Might it not seem a good idea for American leadership to build a decent working relationship with Russia? But President Trump’s invitation to Putin to visit the White House has met a chorus of dissent from the thwarted moralists in the media. The Book of Lamentations includes some heart-breaking plaints from White House staffers: “He didn’t consult me first.”
Well, tough. Let me look on the positive side. America will put on a great show in the fall for the visiting Tsar. He will be impressed, as will the countless millions of Russians watching on TV. They will have got what they crave, full recognition as an equal State. A return invitation to Moscow will come, and Trump will be treated to a dazzling display of Borodino-uniformed soldiers. They do these things well, and if you’ve seen that film epic Waterloo you’ll know that the French army consisted of the Soviet army. Both Russians and Americans will be left feeling that there is something to be said for the other side.

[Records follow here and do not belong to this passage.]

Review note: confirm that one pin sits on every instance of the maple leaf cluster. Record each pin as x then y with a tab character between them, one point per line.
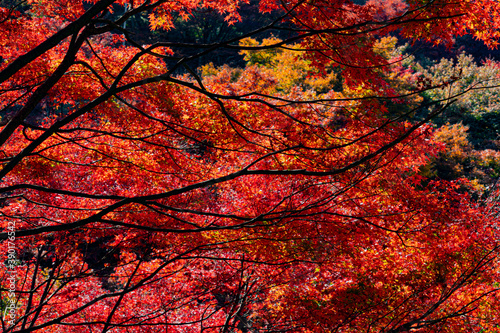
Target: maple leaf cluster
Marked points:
143	192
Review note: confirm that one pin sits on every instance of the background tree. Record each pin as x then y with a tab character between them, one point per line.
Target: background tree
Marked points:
148	196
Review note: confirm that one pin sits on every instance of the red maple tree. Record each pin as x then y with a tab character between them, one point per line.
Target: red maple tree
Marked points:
140	194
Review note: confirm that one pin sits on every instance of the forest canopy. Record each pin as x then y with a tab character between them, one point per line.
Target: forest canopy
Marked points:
249	166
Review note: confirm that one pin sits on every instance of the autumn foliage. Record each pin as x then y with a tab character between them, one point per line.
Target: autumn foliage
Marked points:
142	193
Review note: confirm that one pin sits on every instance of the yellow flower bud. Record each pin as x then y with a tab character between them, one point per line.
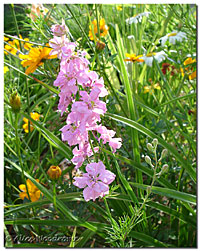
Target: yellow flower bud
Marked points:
15	102
100	46
54	172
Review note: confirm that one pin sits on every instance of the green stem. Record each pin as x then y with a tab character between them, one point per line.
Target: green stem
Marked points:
54	195
19	152
80	26
15	21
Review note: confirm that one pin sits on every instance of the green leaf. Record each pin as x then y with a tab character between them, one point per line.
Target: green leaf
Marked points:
161	141
169	193
52	139
60	205
147	239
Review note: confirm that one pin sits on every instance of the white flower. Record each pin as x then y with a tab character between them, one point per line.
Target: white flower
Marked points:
173	37
159	56
137	18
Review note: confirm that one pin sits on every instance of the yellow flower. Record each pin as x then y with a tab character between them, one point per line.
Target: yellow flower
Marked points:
12	47
15	102
150	88
26	46
54	172
189	61
33	191
193	75
35	58
35	116
133	58
189	69
103	29
5	69
37	10
119	7
6	38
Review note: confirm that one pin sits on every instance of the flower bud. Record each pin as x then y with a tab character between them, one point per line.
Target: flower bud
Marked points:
155	142
54	172
100	46
148	190
163	154
15	102
164	169
148	160
150	147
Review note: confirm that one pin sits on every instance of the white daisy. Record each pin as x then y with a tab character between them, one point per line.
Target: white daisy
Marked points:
173	37
159	56
137	18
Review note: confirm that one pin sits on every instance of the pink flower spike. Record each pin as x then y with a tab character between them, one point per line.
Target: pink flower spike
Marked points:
95	182
57	44
81	154
59	30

As they should. Russia’s contribution to the arts is massive. In music, it is without equal for a century. In literature the names of Tolstoy and Chekhov, Solzhenitsyn and Pasternak tower above all others. It might be an idea for one of Trump’s family to visit, when the time comes, Melikhovo, the estate that Chekhov bought during his early success. When he sold up and moved to Yalta for his health he did not think he was leaving Russia. Nobody did. The “annexation”—or reclaiming—of the Crimea would have seemed odd to him, as to everyone else. What passes for contemporary history today—often called “narrative”—will have to be re-written.
Russia is inexpugnable and the possessor of five time-zones of land. As the world-population grows, that will be an increasingly precious holding. Bismarck got it right, in his advice to his countrymen: “Make a good treaty with Russia.”